A better approach to municipal open data

Every municipality that is releasing open data is doing the right thing, but some are doing a better job of it than others. Municipalities are new to open data, so these teething pains should be no surprise. The wider open data community is obliged to point out where municipalities are falling down but we are also obliged to point out who is opening their data more effectively.

Washington DC

Washington DC is a nice little place on the Potomac River that might be best known for its museums and sports teams. Or perhaps it is best known for being a sister city to Sunderland, England[1]? Washington DC should be best known for the Washington DC open data catalog which is comprehensive in scope and impressive in technical merit.

Washington DC open data highlights

The Washington DC open data catalog is impressive for the diversity of its data sets. Included are auditors' reports, artistic fellowship grants and FOIA requests as well as geo data like sidewalks, no-fly zones, fire stations and hazardous waste locations.

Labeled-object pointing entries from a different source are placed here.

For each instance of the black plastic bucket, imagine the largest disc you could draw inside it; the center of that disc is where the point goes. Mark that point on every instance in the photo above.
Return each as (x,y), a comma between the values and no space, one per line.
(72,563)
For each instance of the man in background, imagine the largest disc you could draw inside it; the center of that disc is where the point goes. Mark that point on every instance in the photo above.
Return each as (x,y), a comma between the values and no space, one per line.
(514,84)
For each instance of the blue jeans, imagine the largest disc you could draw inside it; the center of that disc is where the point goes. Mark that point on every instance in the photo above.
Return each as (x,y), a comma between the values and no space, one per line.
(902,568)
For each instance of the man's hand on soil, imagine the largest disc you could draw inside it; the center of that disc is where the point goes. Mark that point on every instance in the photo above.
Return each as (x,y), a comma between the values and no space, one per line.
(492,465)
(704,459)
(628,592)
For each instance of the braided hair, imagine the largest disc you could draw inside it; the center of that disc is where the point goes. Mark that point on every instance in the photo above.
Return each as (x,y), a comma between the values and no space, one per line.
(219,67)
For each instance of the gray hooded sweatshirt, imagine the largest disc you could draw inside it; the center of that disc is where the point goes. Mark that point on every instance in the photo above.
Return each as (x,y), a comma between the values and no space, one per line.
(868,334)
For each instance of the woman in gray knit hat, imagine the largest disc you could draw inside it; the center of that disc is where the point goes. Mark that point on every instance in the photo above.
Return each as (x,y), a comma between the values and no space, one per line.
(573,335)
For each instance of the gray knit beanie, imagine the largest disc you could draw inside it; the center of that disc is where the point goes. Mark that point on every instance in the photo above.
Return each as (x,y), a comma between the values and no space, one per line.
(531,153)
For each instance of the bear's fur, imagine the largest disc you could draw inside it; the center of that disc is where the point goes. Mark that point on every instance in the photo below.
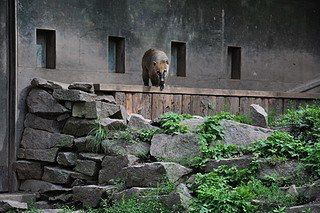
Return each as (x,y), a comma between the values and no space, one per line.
(155,66)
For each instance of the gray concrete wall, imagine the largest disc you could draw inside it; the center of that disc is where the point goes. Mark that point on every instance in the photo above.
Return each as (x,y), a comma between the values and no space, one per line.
(4,130)
(279,39)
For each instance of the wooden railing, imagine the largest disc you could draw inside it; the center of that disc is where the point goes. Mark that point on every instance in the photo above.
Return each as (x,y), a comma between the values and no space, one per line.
(151,102)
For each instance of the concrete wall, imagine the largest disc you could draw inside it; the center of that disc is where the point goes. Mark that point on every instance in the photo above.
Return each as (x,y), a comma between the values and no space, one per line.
(4,90)
(279,39)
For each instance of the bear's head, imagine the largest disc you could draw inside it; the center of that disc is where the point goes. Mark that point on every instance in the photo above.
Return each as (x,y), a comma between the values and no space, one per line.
(162,70)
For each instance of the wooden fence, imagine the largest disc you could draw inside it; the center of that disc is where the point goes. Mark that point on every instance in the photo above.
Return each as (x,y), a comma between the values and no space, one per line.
(150,102)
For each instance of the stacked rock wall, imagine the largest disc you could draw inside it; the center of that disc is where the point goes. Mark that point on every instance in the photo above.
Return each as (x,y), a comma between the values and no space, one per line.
(60,160)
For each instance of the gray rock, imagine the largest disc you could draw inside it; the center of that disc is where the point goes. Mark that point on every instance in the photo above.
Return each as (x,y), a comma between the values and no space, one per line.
(92,156)
(83,86)
(283,169)
(86,144)
(258,116)
(106,98)
(91,195)
(35,122)
(151,174)
(41,102)
(47,84)
(6,205)
(113,124)
(120,147)
(133,192)
(38,186)
(312,208)
(39,139)
(193,123)
(180,148)
(73,95)
(136,121)
(67,158)
(86,167)
(47,155)
(243,134)
(112,168)
(28,169)
(20,197)
(78,127)
(94,109)
(122,114)
(56,175)
(240,162)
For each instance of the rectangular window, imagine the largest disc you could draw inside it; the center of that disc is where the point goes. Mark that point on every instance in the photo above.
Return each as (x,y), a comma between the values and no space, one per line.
(116,54)
(234,62)
(46,48)
(178,59)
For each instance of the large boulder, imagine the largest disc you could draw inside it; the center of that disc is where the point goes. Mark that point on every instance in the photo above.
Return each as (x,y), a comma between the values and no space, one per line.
(67,158)
(121,147)
(240,162)
(47,155)
(73,95)
(47,84)
(35,122)
(86,167)
(151,174)
(28,169)
(83,86)
(91,195)
(56,175)
(112,168)
(136,121)
(39,139)
(258,115)
(41,102)
(78,127)
(180,148)
(193,123)
(38,186)
(243,134)
(95,109)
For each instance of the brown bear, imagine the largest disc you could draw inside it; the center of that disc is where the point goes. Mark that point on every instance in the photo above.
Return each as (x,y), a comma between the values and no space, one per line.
(155,66)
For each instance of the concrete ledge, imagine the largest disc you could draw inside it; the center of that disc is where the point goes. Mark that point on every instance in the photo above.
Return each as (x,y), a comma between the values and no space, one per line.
(201,91)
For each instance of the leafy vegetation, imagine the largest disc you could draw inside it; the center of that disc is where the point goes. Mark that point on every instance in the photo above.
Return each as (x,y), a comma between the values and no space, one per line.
(232,190)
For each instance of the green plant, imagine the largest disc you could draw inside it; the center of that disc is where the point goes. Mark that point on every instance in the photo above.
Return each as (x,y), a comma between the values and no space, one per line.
(99,133)
(304,122)
(135,205)
(146,135)
(171,123)
(279,144)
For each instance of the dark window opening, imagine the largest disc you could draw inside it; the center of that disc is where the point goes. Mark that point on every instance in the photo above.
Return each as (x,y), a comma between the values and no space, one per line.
(178,59)
(234,62)
(46,48)
(116,55)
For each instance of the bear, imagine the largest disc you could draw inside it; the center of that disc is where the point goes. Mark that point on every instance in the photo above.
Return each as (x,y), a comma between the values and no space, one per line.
(155,66)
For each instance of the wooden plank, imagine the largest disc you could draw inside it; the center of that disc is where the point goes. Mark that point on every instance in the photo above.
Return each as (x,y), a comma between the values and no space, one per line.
(167,103)
(147,106)
(186,104)
(204,91)
(157,105)
(275,106)
(120,98)
(177,104)
(129,102)
(195,105)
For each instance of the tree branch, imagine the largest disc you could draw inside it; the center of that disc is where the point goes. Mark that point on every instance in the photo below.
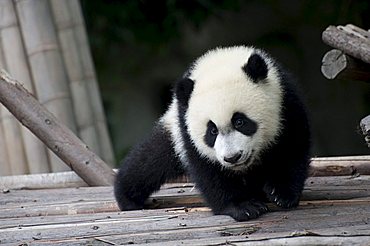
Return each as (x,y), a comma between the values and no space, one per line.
(55,135)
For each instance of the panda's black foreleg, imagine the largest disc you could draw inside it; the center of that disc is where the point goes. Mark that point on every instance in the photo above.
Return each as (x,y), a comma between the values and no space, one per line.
(285,189)
(148,165)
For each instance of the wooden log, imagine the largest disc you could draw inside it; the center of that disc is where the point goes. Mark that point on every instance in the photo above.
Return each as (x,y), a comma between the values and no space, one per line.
(335,166)
(350,40)
(320,167)
(4,160)
(365,127)
(55,135)
(77,81)
(336,64)
(46,64)
(17,163)
(36,158)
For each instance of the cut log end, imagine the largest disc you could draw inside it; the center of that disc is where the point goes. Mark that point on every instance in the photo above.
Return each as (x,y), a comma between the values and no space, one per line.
(333,63)
(365,127)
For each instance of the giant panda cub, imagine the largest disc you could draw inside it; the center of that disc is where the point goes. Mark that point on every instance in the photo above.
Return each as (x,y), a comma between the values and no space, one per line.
(237,127)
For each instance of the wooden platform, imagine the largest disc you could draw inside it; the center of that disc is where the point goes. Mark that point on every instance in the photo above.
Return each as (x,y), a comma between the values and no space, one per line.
(334,210)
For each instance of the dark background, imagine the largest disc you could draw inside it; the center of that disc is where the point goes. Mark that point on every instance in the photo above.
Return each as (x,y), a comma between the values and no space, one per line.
(141,47)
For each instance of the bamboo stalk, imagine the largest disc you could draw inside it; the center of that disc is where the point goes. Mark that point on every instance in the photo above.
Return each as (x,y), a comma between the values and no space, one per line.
(92,84)
(46,64)
(4,160)
(16,64)
(77,81)
(55,135)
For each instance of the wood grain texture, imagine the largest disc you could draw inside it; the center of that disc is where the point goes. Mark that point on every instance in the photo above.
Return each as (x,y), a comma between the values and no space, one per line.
(89,215)
(60,139)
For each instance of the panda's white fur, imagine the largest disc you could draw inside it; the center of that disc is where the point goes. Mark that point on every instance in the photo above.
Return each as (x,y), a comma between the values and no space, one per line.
(221,89)
(199,135)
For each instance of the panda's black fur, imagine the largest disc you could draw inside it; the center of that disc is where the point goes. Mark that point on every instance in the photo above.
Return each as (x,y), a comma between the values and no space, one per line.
(277,175)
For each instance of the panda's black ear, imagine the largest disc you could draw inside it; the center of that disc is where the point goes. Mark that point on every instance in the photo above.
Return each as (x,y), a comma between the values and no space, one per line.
(183,89)
(256,68)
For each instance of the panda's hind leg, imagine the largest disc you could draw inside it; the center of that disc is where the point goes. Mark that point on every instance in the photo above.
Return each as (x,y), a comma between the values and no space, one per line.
(148,165)
(246,210)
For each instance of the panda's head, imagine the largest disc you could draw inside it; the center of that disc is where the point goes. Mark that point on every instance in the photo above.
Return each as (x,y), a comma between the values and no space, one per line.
(233,99)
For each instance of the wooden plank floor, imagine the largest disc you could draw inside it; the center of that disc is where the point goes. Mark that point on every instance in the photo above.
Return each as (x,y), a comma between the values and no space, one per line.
(333,211)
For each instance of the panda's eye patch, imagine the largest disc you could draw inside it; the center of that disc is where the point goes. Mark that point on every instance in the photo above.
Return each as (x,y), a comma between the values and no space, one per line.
(238,123)
(211,134)
(244,124)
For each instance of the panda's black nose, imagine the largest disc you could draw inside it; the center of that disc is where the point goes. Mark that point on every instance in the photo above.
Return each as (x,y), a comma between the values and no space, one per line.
(233,159)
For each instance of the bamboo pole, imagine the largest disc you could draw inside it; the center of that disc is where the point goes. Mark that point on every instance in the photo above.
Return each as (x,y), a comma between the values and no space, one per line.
(55,135)
(46,64)
(11,129)
(77,81)
(16,64)
(92,85)
(4,160)
(349,39)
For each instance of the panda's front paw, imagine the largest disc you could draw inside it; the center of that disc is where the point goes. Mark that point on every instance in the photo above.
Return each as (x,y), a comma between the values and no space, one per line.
(246,210)
(283,197)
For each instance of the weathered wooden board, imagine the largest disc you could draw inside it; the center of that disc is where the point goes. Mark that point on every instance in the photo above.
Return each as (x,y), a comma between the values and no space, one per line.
(334,210)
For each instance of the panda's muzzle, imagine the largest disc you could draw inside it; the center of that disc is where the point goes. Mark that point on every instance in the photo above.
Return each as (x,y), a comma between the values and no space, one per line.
(233,159)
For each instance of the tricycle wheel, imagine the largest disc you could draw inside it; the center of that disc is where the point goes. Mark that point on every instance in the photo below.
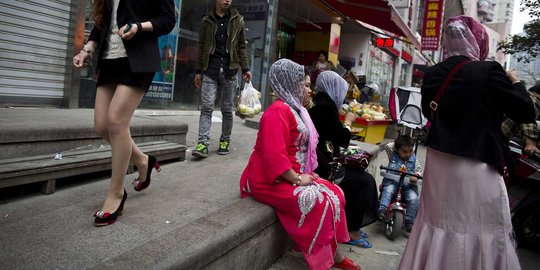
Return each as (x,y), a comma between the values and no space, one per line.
(394,225)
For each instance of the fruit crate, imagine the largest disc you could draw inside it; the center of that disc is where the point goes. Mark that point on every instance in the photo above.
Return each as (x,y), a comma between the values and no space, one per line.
(372,131)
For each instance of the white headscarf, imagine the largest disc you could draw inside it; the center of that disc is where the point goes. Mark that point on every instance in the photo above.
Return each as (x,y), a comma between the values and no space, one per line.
(334,85)
(465,36)
(287,82)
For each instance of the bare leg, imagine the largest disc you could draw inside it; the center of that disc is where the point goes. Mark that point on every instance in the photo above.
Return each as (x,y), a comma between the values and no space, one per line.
(122,104)
(104,96)
(338,258)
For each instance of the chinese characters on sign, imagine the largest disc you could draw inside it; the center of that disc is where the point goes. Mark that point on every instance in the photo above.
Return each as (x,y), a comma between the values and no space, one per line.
(384,42)
(431,34)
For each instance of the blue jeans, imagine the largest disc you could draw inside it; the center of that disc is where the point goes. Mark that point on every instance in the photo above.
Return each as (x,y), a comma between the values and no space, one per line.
(410,195)
(227,86)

As impressive as the list of data sets is, and it is an impressive list, the presentation of their data in suitable formats is even better. Geographic data is presented in shape file as well as kml format, and GeoRSS feeds are available for live data. The use of appropriate and open data formats makes the DC data catalog available to the widest possible audience. They even include a feed for additions and updates to the catalog. This critically important feature to increase use of their data sets should seem obvious enough but is missing from many municipal open data sets.

The license for the Washington DC open data catalog is pretty good, but still falls down as a home-grown license with unintended drawbacks. The bulk of the license disclaims liability and warns that DC could change the service in the future. The hidden trap is that the data sets carry a notification requirement.

Washington DC open data fails the cake test


This notification requirement, that the user must notify the District of Columbia by email seems both reasonable and benign. As a term and condition, notification is certainly not onerous for most users and it serves as a great reminder to thank DC for their open data catalog. The trap here is in the unintended consequences and the edge cases. A notification requirement fails the cake test.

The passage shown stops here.